果不其然,春宁亲亲热热地走过去和知丽打招呼,对方却一脸冷漠地拂开她的手。
春宁并不恼怒,只是笑着望她。
知丽最恨她这副模样,好像时时刻刻都在提醒着她,此一时彼一时,她们的地位调转了,仰起下巴,恨恨地盯着春宁:“你是觉得我很可笑吗?”

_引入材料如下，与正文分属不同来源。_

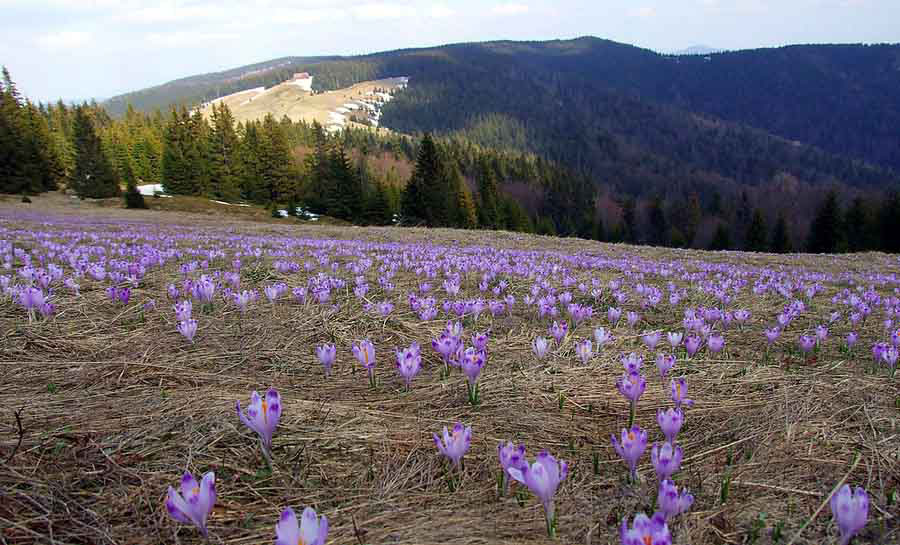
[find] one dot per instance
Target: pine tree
(781, 239)
(858, 222)
(133, 197)
(488, 195)
(428, 198)
(93, 176)
(223, 156)
(721, 239)
(889, 223)
(826, 233)
(756, 239)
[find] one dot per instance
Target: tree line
(452, 181)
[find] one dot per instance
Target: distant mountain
(698, 50)
(628, 117)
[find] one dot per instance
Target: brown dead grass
(115, 405)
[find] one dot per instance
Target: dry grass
(115, 405)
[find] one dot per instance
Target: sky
(80, 49)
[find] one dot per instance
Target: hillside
(636, 119)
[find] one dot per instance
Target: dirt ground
(115, 405)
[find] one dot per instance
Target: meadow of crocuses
(166, 379)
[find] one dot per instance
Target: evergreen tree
(781, 239)
(93, 176)
(826, 233)
(858, 224)
(721, 239)
(756, 239)
(488, 195)
(428, 197)
(223, 156)
(889, 223)
(133, 197)
(659, 227)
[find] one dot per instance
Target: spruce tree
(223, 156)
(721, 239)
(781, 239)
(756, 239)
(93, 176)
(826, 233)
(858, 224)
(488, 195)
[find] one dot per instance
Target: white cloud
(644, 12)
(188, 39)
(510, 9)
(66, 39)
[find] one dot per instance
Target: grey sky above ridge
(75, 49)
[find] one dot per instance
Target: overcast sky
(78, 49)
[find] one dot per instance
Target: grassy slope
(115, 405)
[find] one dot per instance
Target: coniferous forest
(489, 175)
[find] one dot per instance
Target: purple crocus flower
(692, 345)
(327, 353)
(558, 330)
(633, 318)
(631, 447)
(479, 341)
(666, 459)
(262, 415)
(602, 336)
(652, 339)
(613, 314)
(674, 338)
(806, 343)
(311, 530)
(454, 445)
(631, 386)
(632, 363)
(510, 457)
(679, 393)
(188, 328)
(665, 362)
(584, 350)
(540, 346)
(183, 310)
(670, 422)
(543, 478)
(850, 510)
(672, 503)
(409, 362)
(645, 531)
(195, 501)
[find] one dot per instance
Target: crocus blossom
(543, 478)
(454, 445)
(679, 393)
(670, 422)
(262, 415)
(850, 510)
(311, 529)
(510, 456)
(631, 447)
(666, 459)
(409, 362)
(645, 531)
(670, 502)
(327, 354)
(195, 501)
(540, 346)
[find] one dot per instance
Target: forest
(469, 179)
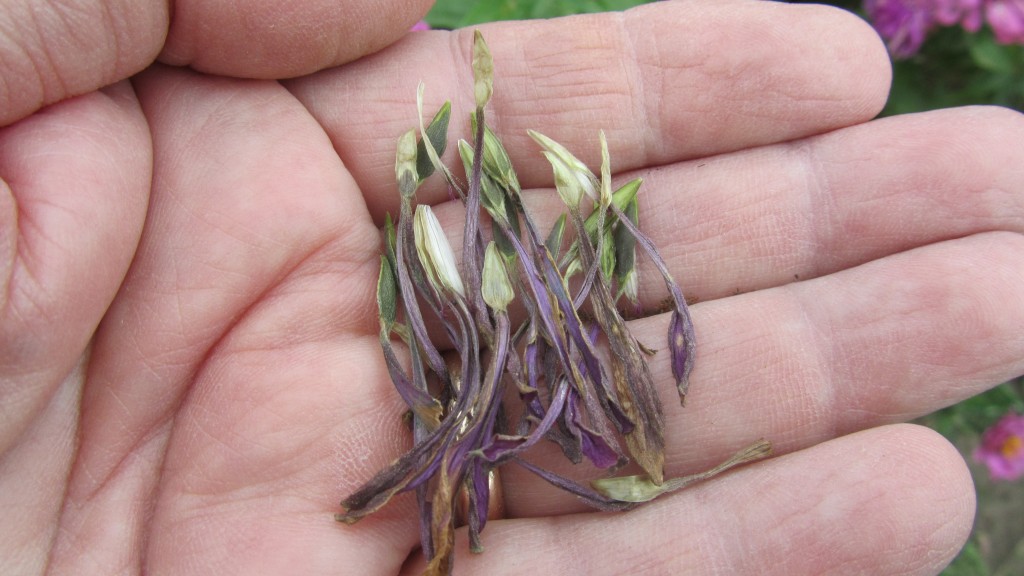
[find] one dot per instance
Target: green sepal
(437, 132)
(387, 295)
(626, 244)
(554, 240)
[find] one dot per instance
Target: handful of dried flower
(462, 428)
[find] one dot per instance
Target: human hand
(235, 391)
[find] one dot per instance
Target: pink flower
(905, 24)
(1001, 448)
(1007, 19)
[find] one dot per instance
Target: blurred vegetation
(953, 68)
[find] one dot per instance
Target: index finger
(667, 81)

春宁温温柔柔笑着:“怎么会呢,歌谣界我最尊敬的人就是知丽前辈了。”
话是这么说,可她却没用敬语。
知丽咬牙切齿:“春宁,你最近是不是太目中无人了?”
春宁摇头,逼近知丽:“前辈,话可不能乱说,祸从口出。”
被曾经踩在脚下的后辈这么教训,知丽恨不得把眼前人生吞活剥了。
春宁却还嫌不够:“对了,前辈你最近在接触真露烧酒的代言吧。”
“真是对不起,品牌方说我的形象好像更适合,所以……”
话虽然只说了半截,但已经彻底激怒了知丽,她拿起摆在桌边的杯子迎头泼了春宁一脸水,被气得手都在抖:“疯,竟然敢这么无视我!”
春宁冷笑,思绪在沉淀,她很清醒,她要借着知丽确认一件事,确认好人系统是否真的存在,她的昏倒是否真的是因为拒绝指令而被惩罚。